June: It’s interesting that you call Abaddonn a labyrinth. It feels like a beehive to me—the bridges they take from the office towers to the parking lot feel like the spokes of a honeycomb cell. (And poor Eileen had to work under the gaze of a corporate film that showed bees at work.)

Jeff: Ah, yes, a beehive—I once tried to sketch Abaddonn’s grounds and came up with an incoherent maze of lines, but your reading feels right. As for Amy’s enlightenment, you could cast her return to Levi at the end as an old-Amy mistake—was he kidding when he offered her a beer?—but she seems to have come in peace. Her larger question of “Who am I?” seems to remain open, though. I’m still not sure she knows.

June: Yes, Amy still has a lot more exploring to do. And like you, I want to be present for her travels. I’m very conflicted about her return to Levi. In some ways the whole show has felt like a very smart meditation on middle age, specifically midlife mediocrity. Amy and Levi are both old enough to feel that avenues are closing to them—I don’t really believe his assurance that they could still have a baby. At the same time, their lives are far from over.
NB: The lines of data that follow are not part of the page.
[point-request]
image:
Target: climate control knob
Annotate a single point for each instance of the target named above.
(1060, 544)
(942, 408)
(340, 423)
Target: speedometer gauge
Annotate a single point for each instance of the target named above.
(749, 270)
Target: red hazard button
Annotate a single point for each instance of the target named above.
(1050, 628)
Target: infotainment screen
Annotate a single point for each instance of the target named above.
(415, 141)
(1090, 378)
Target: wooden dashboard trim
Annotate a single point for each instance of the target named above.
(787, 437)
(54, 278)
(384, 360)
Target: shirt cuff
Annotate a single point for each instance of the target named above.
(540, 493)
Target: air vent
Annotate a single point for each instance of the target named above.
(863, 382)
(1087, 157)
There’s still hope (another word that came up a lot this episode). Amy can never stop wondering if Levi is the One. On one level, she knows she has to make a decision, really leave him for good or go back to him. But I think one of the realizations she had at the end was that there’s still time to keep pondering all these questions.

Jeff: That’s true—that wasn’t a real reconciliation, exactly, just a gesture that there was something unfinished there. (I too doubt a kid is a wise or plausible choice for them.) As for the future, as Amy tellingly puts it when she talks to Jeff for the final time: “We’ll see.”
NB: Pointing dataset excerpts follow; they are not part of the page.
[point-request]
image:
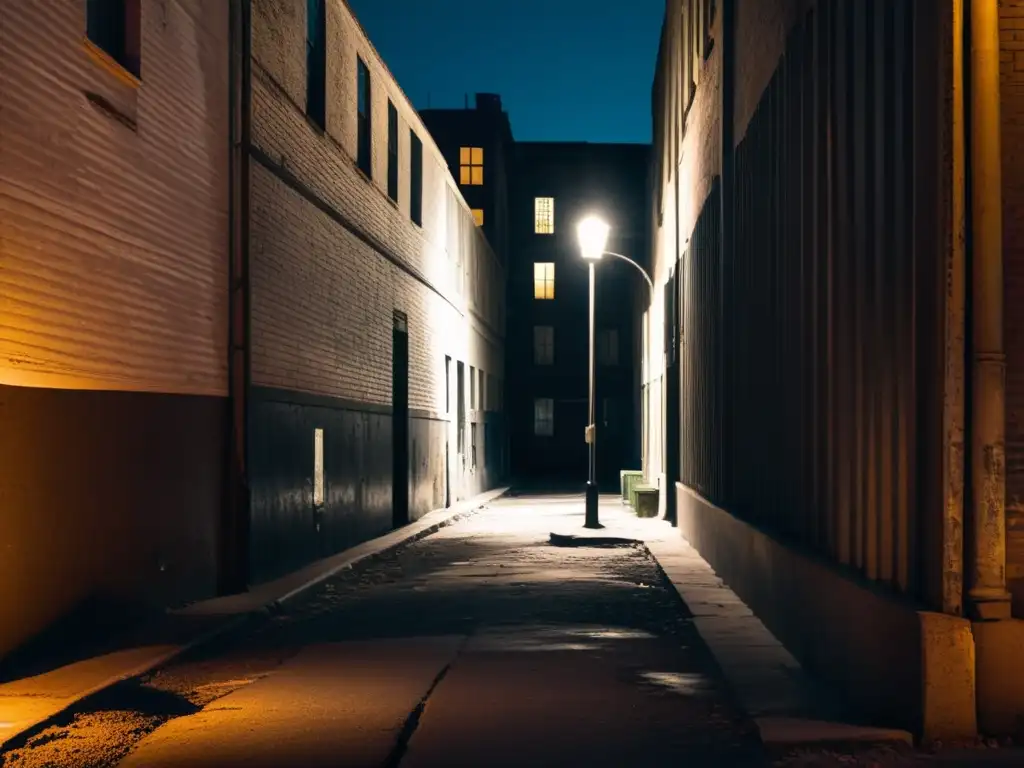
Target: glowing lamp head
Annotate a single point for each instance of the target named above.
(593, 233)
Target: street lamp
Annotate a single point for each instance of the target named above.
(593, 233)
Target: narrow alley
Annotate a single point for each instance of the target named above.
(483, 644)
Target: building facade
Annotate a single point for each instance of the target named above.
(555, 186)
(376, 304)
(114, 242)
(529, 197)
(247, 318)
(827, 238)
In last week’s chat, we said we’d call this finale a success if we saw Helen smile. And much to my slightly crazed glee at the end, she did! She saw the Times headline, and she was finally proud of Amy—and maybe even understood her?

June: Yes! This is one of the most blub-inducing shows on television, and Helen’s grin of pride in the final montage was the oddest tearjerker of them all. At the beginning of the episode, when Amy told her mother that she had set a newspaper exposé of Abaddonn in motion, I was surprised by how sympathetic I was to Helen’s response: “Why is that your business?” Amy was effectively homeless, $20,000 in debt, driving a shit car—why was she stirring up trouble? When Helen saw the headline, she seemed to know the answer to her earlier question. And so did we!

Jeff: We don’t need to blow the whistle on Helen (or you, June) after all. And if she can understand Amy, anyone can—maybe even Amy herself. Until next year?

June: I hope so. There is only one life, and I want this TV show in it.